This is how Nigerian sex workers are ‘upgrading’ university students

Prostitutes are contributing their own quota to the Nigerian university systems by helping male students get good grades.
According to Alex, a Higher National Diploma student of the Department of Accountancy, who spoke with Punch newspaper, in order to pass a course, they have to pay their lecturers in cash or in ‘kind.’ “The better ones among the lecturers give us the option of paying by cash for the course or finding a lady who will sleep with them on our behalf before we can pass. Passing a course costs us between N10, 000 and N20, 000,” said Alex.
It seems the male folk in Nigerian universities may just be coming to a realization which dawned on their female counterparts a long time ago; good grades can be bought with sexual relations. However, ladies are very familiar with the disgraceful exchange of academic favors for illicit sex.
There’s the coerced and consensual sex, which are versions of illegitimate relations between the faculty and its students.  Lecturers in institutions of higher learning reportedly take pleasure in harassing students for money or sex in order to pass them and most students, out of desperation give in to their demands. In other cases, lazy students see the lectures’ immoral demand as a way out, a little price to pay in order to be labeled a ‘graduate.’

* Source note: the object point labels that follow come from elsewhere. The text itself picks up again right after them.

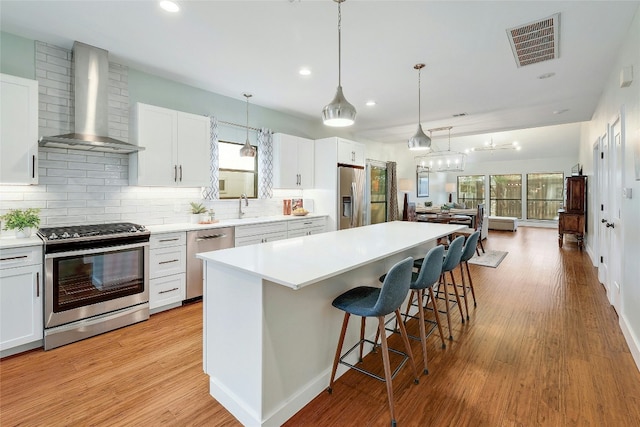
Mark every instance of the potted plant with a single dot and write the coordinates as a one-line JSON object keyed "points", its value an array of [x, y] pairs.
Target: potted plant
{"points": [[21, 221], [197, 212]]}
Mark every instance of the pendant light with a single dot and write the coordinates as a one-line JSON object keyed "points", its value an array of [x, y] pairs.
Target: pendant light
{"points": [[419, 141], [339, 112], [247, 150]]}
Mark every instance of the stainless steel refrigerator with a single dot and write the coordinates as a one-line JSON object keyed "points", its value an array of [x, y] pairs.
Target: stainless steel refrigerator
{"points": [[351, 206]]}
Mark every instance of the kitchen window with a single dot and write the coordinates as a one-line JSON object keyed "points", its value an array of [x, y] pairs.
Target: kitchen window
{"points": [[505, 195], [237, 175], [544, 195], [471, 190]]}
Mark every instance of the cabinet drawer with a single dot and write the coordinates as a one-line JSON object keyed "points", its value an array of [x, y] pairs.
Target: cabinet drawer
{"points": [[167, 261], [301, 224], [306, 231], [166, 240], [167, 290], [260, 229], [252, 240], [20, 257]]}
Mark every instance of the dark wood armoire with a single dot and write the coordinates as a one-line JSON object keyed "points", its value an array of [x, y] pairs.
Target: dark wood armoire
{"points": [[571, 219]]}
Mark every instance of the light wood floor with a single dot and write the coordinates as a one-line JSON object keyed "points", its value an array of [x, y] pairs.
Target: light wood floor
{"points": [[543, 347]]}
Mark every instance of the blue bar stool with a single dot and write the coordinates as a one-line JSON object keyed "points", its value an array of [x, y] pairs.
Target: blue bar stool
{"points": [[420, 283], [368, 301], [451, 261]]}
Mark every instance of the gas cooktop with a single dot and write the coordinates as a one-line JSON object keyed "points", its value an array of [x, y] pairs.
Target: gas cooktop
{"points": [[86, 232]]}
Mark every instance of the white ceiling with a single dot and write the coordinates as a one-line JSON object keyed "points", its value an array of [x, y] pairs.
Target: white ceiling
{"points": [[232, 47]]}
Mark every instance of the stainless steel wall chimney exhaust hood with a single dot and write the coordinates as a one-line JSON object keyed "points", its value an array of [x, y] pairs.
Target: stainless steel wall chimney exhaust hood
{"points": [[91, 81]]}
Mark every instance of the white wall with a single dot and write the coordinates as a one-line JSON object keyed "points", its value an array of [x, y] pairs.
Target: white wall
{"points": [[615, 101]]}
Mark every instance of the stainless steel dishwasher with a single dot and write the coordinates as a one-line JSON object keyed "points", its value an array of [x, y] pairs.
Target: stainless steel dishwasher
{"points": [[211, 239]]}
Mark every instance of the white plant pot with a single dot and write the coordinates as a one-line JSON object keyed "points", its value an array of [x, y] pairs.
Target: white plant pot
{"points": [[24, 233]]}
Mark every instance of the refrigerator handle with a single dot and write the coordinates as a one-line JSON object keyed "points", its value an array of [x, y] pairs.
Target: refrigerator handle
{"points": [[352, 220]]}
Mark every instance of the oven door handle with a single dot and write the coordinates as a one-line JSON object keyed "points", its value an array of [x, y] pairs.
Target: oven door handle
{"points": [[96, 250]]}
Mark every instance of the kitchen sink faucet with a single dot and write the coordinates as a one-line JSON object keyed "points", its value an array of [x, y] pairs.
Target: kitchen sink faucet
{"points": [[246, 203]]}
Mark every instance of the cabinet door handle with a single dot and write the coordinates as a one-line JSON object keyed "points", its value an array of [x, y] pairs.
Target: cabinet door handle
{"points": [[169, 240], [211, 236], [11, 258]]}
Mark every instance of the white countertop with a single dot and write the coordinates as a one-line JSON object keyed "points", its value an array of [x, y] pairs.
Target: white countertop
{"points": [[301, 261], [168, 228]]}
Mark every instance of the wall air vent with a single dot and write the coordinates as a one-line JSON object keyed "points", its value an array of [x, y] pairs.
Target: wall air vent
{"points": [[536, 41]]}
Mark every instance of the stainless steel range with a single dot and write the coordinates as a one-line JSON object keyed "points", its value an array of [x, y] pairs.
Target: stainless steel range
{"points": [[96, 280]]}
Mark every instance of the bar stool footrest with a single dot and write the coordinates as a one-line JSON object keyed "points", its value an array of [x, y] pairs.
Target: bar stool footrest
{"points": [[405, 357]]}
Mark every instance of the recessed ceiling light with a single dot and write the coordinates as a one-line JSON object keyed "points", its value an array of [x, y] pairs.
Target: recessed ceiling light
{"points": [[169, 6], [546, 75]]}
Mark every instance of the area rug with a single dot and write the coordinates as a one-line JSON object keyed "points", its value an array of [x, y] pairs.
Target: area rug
{"points": [[489, 258]]}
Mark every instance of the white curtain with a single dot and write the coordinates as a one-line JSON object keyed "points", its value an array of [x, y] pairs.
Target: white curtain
{"points": [[211, 192], [392, 192], [265, 166]]}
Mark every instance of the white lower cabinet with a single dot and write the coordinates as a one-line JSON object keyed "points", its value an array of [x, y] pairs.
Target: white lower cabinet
{"points": [[167, 270], [21, 302], [306, 227], [260, 233]]}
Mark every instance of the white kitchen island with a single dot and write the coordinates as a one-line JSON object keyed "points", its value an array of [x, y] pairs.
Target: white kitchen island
{"points": [[270, 331]]}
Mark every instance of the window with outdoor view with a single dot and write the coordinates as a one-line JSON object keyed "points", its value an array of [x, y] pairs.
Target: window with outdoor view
{"points": [[237, 175], [544, 195], [471, 190], [505, 195]]}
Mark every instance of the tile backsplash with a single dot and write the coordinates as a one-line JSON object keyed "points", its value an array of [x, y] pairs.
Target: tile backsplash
{"points": [[81, 187]]}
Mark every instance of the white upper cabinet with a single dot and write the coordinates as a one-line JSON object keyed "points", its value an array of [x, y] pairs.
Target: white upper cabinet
{"points": [[292, 161], [18, 130], [176, 148], [350, 152]]}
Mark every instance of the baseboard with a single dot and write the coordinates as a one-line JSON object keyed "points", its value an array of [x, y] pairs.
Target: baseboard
{"points": [[632, 340]]}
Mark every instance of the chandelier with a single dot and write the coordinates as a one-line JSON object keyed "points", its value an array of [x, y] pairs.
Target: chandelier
{"points": [[445, 160], [491, 146]]}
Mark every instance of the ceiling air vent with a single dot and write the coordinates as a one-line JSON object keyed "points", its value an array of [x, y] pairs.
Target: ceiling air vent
{"points": [[536, 41]]}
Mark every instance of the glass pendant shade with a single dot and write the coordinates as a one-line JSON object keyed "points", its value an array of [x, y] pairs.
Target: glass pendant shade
{"points": [[339, 112], [419, 141], [247, 150]]}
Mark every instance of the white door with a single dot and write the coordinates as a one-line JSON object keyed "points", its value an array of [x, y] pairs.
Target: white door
{"points": [[616, 163], [193, 150], [602, 181]]}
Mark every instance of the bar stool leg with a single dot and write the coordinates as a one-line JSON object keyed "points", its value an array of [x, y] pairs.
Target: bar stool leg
{"points": [[387, 367], [363, 322], [443, 282], [455, 291], [473, 292], [435, 312], [345, 322], [464, 290], [407, 346], [423, 333]]}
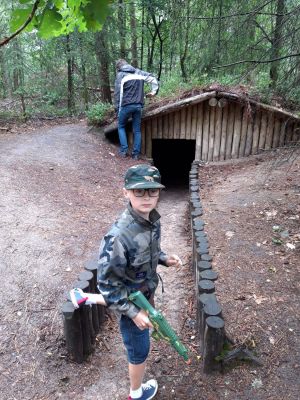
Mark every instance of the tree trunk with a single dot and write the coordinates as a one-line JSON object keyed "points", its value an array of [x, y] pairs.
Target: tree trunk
{"points": [[134, 55], [276, 43], [102, 52], [122, 28]]}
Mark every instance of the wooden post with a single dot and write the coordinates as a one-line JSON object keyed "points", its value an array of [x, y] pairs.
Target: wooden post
{"points": [[276, 136], [92, 267], [243, 134], [85, 321], [73, 332], [263, 132], [148, 140], [256, 129], [214, 336], [236, 131], [89, 276], [270, 131], [229, 131], [218, 128], [143, 131], [224, 132], [199, 131], [188, 123], [211, 137], [182, 123]]}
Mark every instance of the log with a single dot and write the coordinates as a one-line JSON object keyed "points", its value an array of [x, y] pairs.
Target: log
{"points": [[243, 135], [229, 131], [218, 128], [214, 337], [270, 131], [263, 131], [256, 129], [236, 131], [224, 133], [73, 332], [182, 123]]}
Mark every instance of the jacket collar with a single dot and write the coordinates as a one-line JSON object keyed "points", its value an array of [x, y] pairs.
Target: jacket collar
{"points": [[154, 216]]}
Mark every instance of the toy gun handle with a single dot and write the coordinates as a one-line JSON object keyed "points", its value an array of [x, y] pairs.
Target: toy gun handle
{"points": [[162, 329]]}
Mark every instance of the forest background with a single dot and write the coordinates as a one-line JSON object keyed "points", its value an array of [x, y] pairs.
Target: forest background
{"points": [[46, 72]]}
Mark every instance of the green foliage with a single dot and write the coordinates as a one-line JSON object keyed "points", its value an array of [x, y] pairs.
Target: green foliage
{"points": [[61, 17], [98, 112]]}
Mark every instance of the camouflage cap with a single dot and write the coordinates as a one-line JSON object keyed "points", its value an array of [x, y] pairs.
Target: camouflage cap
{"points": [[143, 176]]}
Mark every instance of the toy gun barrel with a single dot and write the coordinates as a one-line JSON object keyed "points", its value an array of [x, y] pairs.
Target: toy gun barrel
{"points": [[162, 329]]}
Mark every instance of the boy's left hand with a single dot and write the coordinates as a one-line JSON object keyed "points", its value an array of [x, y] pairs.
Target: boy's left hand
{"points": [[174, 261]]}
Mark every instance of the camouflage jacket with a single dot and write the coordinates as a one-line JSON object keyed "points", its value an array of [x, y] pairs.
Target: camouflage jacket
{"points": [[129, 255]]}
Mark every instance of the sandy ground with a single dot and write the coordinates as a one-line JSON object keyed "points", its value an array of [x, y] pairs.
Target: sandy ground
{"points": [[61, 189]]}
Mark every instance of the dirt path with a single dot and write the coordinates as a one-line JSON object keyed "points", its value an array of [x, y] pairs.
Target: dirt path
{"points": [[60, 191]]}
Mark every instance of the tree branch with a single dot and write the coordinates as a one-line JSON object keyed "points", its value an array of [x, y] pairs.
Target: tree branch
{"points": [[257, 61], [4, 41]]}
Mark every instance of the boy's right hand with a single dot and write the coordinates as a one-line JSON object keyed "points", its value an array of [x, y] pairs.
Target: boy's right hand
{"points": [[142, 320]]}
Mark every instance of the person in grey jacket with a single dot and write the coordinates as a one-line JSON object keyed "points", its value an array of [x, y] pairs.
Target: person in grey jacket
{"points": [[129, 101], [129, 255]]}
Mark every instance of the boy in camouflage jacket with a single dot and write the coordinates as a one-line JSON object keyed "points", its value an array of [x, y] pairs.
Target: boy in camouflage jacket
{"points": [[129, 255]]}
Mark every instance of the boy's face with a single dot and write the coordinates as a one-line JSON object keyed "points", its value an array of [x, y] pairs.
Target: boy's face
{"points": [[143, 205]]}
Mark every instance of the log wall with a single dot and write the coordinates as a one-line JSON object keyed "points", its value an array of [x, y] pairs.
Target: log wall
{"points": [[222, 130]]}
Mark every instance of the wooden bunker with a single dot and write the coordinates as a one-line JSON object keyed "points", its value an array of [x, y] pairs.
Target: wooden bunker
{"points": [[223, 125]]}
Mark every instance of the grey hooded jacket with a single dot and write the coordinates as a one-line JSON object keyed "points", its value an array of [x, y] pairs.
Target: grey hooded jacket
{"points": [[129, 86], [129, 255]]}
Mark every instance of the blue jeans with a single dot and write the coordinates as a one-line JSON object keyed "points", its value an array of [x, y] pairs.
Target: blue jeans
{"points": [[136, 341], [135, 111]]}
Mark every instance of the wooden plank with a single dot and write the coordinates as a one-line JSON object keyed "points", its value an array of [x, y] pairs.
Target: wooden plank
{"points": [[188, 122], [212, 116], [182, 123], [199, 131], [262, 131], [176, 125], [249, 137], [218, 127], [256, 129], [270, 131], [143, 131], [205, 138], [236, 131], [194, 120], [149, 139], [229, 131], [276, 136], [224, 132], [243, 135]]}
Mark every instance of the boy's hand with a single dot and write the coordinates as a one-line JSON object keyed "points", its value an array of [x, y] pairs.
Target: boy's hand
{"points": [[174, 261], [142, 320]]}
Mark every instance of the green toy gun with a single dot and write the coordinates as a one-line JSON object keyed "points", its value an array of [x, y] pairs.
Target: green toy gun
{"points": [[162, 329]]}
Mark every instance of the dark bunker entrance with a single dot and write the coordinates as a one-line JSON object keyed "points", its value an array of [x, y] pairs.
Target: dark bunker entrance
{"points": [[173, 158]]}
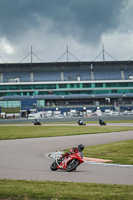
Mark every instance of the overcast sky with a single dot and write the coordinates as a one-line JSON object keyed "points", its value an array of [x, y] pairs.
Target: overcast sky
{"points": [[50, 26]]}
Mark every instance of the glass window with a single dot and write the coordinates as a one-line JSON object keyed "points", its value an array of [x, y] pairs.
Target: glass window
{"points": [[62, 86], [98, 84], [86, 85]]}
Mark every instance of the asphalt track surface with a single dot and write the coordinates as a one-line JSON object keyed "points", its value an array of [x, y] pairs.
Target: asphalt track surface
{"points": [[26, 159]]}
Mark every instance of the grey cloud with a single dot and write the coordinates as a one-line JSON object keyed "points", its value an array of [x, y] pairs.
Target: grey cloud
{"points": [[84, 20]]}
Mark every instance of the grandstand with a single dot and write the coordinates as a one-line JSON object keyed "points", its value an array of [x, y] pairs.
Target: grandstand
{"points": [[67, 84]]}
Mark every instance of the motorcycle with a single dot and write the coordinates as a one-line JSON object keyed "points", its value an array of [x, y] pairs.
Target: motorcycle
{"points": [[101, 122], [69, 161], [36, 122]]}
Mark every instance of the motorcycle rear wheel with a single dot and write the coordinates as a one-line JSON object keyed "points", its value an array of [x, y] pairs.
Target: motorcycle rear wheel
{"points": [[53, 166], [72, 165]]}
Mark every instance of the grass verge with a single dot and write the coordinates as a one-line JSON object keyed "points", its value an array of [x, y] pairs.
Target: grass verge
{"points": [[33, 190], [19, 132]]}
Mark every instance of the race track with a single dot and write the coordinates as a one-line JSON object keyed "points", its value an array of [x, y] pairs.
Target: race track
{"points": [[25, 159]]}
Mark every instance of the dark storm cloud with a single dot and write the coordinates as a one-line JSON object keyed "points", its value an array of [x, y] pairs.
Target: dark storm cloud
{"points": [[84, 20]]}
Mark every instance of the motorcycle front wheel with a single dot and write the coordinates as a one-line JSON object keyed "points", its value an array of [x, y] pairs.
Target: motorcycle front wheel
{"points": [[53, 166], [72, 165]]}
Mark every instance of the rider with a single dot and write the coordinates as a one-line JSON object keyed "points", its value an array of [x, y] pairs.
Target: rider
{"points": [[80, 148]]}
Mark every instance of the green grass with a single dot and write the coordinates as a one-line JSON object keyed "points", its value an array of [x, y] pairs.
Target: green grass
{"points": [[119, 152], [19, 132], [34, 190]]}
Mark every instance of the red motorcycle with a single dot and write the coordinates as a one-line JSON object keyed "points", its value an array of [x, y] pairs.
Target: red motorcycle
{"points": [[68, 161]]}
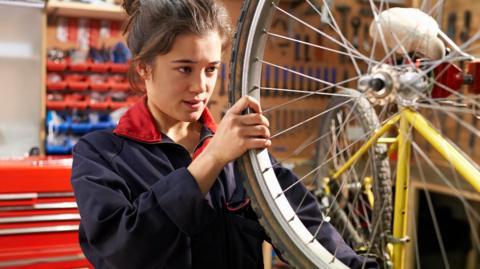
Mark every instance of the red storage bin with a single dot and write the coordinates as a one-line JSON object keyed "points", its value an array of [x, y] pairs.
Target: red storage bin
{"points": [[80, 67], [99, 67], [118, 68], [56, 66]]}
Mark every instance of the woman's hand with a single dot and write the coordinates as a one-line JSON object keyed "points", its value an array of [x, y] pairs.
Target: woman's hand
{"points": [[238, 133]]}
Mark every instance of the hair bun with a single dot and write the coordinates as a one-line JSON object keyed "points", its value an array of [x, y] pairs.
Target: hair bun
{"points": [[131, 6]]}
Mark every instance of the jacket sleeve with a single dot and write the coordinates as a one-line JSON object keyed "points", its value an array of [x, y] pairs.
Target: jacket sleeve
{"points": [[134, 232], [309, 212]]}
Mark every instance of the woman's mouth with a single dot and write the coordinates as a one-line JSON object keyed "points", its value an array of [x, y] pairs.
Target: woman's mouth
{"points": [[194, 104]]}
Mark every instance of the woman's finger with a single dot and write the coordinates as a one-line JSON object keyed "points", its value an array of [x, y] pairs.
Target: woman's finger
{"points": [[254, 119], [255, 131], [244, 103]]}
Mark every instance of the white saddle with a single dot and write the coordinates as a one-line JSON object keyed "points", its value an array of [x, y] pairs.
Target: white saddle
{"points": [[413, 29]]}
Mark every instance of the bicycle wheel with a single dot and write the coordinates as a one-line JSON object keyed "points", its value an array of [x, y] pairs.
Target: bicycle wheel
{"points": [[391, 71]]}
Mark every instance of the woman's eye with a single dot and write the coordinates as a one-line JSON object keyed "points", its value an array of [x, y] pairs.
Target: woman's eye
{"points": [[211, 69], [185, 69]]}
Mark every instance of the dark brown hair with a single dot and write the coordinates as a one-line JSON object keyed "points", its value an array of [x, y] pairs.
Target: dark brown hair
{"points": [[153, 25]]}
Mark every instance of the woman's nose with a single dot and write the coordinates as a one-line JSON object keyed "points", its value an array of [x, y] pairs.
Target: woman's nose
{"points": [[199, 84]]}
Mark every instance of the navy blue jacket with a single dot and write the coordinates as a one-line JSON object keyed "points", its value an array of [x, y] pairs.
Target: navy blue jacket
{"points": [[141, 208]]}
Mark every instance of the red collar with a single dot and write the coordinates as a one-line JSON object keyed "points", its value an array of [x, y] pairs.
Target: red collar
{"points": [[138, 123]]}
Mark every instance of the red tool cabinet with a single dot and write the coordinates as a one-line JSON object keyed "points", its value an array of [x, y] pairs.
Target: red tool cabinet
{"points": [[38, 215]]}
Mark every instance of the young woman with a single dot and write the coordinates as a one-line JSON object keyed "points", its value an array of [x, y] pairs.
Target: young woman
{"points": [[161, 190]]}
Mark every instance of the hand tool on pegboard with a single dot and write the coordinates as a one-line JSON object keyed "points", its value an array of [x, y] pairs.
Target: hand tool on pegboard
{"points": [[292, 121], [301, 78], [345, 78], [276, 80], [285, 81], [452, 25], [267, 80], [467, 19], [355, 23], [326, 73], [296, 48], [310, 81], [334, 79], [464, 36], [319, 51], [473, 137], [222, 80], [318, 84], [343, 10], [366, 37], [306, 47], [324, 16], [293, 80]]}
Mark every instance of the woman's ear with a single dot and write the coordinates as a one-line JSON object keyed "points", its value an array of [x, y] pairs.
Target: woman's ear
{"points": [[143, 71]]}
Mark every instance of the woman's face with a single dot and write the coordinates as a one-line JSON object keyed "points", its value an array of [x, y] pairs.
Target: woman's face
{"points": [[182, 81]]}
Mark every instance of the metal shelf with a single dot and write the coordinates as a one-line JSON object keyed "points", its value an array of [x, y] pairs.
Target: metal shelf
{"points": [[74, 9]]}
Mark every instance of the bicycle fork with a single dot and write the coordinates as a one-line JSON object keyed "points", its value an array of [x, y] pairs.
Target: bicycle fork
{"points": [[410, 119]]}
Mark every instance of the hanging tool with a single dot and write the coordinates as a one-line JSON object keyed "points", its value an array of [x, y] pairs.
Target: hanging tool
{"points": [[343, 10], [222, 80], [309, 82], [301, 78], [318, 84], [366, 36], [324, 16], [467, 19], [267, 80], [345, 78], [293, 80], [326, 78], [318, 51], [306, 49], [285, 80], [355, 23], [451, 25], [464, 36], [334, 79], [276, 82], [297, 48]]}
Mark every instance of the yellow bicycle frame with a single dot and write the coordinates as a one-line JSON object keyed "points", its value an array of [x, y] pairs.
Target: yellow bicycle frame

With the new expense of getting a prostitute to satisfy their randy and incompetent teachers, education (or the lack of it) in Nigerian universities just became more expensive. One ofPunch’s respondents, Dickson, says he has to hustle in order to be able to afford prostitutes which will, in turn, ensure success for him in his exams. “Apart from the money my parents give me, I hustle on my own in the school. If I want to pass a course now, I need to budget at least N20,000 for it — N7,000 for hotel booking, N3,000 for meal and N10,000 to pay the prostitute.” Dickson said
With the hope of quelling sexual assault and immorality in campuses, the government has set up different panels to investigate incidents like this.  But this latest development which happens to involve prostitutes raises two questions – are these panels effective? And, wouldn’t these disrupt efforts to crack down on prostitution in Nigeria?